Version bretonne de Stranger Things, Anaon n’a rien de ridicule ni de déplaisant, mais passe quand même à côté de sujets intéressants, faute d’ambitions et de rigueur dans l’écriture.

« Anaon », qu’est-ce que c’est ? Eh bien, c’est tout simplement un mot breton signifiant « l’au delà », ce lieu mystérieux, mystique ou imaginaire suivant les croyances de chacun, où vont les âmes après la mort. Anaon, c’est aussi une nouvelle série française, que l’on prendra le risque de qualifier « pour jeunes adultes et plus si affinités », qui tourne autour d’un concept rappelant assez furieusement celui de Stranger Things : alors qu’une créature effrayante rôde autour d’un petit village breton, semblant « voler les âmes » de ses premières victimes égarées dans les bois, trois adolescents se lancent dans une enquête à la frontière du surnaturel pour comprendre ce qui se passe… leurs découvertes ne recueillant bien évidemment que l’incrédulité des adultes autour d’eux… Jusqu’à ce que nul ne puisse niez les évidences…

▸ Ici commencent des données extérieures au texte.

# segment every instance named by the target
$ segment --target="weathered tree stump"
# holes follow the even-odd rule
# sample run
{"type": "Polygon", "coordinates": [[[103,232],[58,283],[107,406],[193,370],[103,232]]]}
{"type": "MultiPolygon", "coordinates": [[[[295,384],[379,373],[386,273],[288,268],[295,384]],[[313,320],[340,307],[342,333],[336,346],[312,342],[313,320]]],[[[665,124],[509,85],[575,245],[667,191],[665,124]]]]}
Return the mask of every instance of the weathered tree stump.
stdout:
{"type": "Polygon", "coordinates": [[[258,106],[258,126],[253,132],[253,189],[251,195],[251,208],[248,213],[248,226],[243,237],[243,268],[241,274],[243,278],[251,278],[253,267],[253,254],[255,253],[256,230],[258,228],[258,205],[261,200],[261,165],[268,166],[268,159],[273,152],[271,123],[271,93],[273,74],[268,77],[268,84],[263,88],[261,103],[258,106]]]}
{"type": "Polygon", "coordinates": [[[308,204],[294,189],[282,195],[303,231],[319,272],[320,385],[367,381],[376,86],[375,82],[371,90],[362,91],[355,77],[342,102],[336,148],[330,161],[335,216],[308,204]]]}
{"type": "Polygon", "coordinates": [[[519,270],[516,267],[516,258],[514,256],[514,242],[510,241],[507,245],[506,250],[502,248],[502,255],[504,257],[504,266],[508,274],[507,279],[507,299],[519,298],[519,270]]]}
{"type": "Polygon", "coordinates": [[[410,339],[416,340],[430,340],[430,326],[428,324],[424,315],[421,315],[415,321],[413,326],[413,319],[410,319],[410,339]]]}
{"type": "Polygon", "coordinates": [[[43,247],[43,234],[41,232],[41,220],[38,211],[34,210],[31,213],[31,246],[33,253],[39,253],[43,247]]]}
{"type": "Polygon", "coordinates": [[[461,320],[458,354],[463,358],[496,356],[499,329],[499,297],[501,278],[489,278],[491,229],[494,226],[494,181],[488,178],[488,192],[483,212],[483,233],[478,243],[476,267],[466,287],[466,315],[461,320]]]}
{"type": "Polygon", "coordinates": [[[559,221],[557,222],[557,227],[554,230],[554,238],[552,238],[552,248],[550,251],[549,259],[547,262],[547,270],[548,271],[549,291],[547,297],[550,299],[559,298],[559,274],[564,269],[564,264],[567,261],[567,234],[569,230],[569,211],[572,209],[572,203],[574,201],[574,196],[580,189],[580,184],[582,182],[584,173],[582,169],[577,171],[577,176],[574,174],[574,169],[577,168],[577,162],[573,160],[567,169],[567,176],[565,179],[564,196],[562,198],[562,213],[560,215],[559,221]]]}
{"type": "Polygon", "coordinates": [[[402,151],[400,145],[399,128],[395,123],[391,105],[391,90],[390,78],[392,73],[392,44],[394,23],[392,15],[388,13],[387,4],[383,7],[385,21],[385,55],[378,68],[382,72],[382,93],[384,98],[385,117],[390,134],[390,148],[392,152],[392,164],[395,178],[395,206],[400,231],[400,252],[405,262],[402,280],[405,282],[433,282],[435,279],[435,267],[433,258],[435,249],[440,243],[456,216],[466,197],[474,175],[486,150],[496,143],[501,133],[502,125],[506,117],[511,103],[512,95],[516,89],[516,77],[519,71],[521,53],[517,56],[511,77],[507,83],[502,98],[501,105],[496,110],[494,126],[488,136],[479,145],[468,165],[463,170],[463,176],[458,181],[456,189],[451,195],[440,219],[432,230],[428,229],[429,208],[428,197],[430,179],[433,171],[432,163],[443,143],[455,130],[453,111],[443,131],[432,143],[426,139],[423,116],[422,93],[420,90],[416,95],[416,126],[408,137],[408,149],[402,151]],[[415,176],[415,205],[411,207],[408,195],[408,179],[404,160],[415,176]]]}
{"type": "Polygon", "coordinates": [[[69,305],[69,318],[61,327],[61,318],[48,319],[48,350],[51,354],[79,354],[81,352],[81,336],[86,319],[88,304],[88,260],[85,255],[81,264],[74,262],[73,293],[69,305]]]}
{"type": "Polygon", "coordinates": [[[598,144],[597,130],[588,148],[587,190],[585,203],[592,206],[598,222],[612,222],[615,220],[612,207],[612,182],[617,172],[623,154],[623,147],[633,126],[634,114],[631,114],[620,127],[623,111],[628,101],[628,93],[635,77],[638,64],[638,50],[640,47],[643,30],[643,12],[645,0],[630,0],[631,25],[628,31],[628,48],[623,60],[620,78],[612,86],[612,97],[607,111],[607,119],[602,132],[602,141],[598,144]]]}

Il y a dans la série de Sylvain Caron, Bastien Dartois et Elsa Vasseur pas mal de bons (et vrais) sujets, qui, habilement entremêlés sous une forme de divertissement « spielbergien » classique, mais dans un contexte de « comédie dramatique » extrêmement français, sont plus que prometteurs. Car la mère de Wendie, l’adolescente au centre de l’intrigue, qui est aussi l’épouse de Max, le policier menant l’enquête sur des disparitions inquiétantes, est morte dans un incendie quelques mois auparavant, ce qui positionne Anaon comme un jolie métaphore sur le travail de deuil que mari et fille doivent faire, chacun à leur manière : un deuil compliqué par cet « espoir » que les portes séparant notre réalité de l’au-delà puisse être franchies, permettant des retrouvailles avec nos chers disparus. Car, également, il y a ce fil scénaristique – impossible dans un Stranger Things situé dans des USA forcément sans passé ni réelle mémoire – qui plonge dans les origines de la fondation du village, et relie les générations entre elles dans une sorte de malédiction (ou de bénédiction si l’on parle de « pouvoirs magiques » qui se transmettent). Il y a enfin l’indéniable puissance des légendes celtes, cachées dans des ruines enfuies au fond de forêts ancestrales, qui ont quand même, avouons-le, fière allure. Tout cela laisse présager une belle série conjuguant « tradition française » et divertissement « dans l’air du temps », et ce d’autant que les effets spéciaux – le monstre en particulier, qui rappelle le travail d’un Guillermo del Toro – n’ont rien de honteux.
Malheureusement, nos espoirs sont vite déçus, l’écriture maladroite de la série amenant de nombreuses invraisemblances dans le déroulement de l’histoire, d’incohérences qui détruisent la crédibilité du concept. L’interprétation – qui est souvent le talon d’Achille des productions télévisuelles françaises – n’est pas non plus toujours convaincante. Pire encore, toutes les promesses de complexité émotionnelle ou de profondeur thématique sont sacrifiées sur l’autel des stéréotypes, finalement guère plus riches que ceux qui fleurissent dans les séries US équivalentes.
Bref, sans être un désastre, parce qu’elle se regarde avec curiosité et sans déplaisir, Anaon est une occasion manquée, et bien manquée.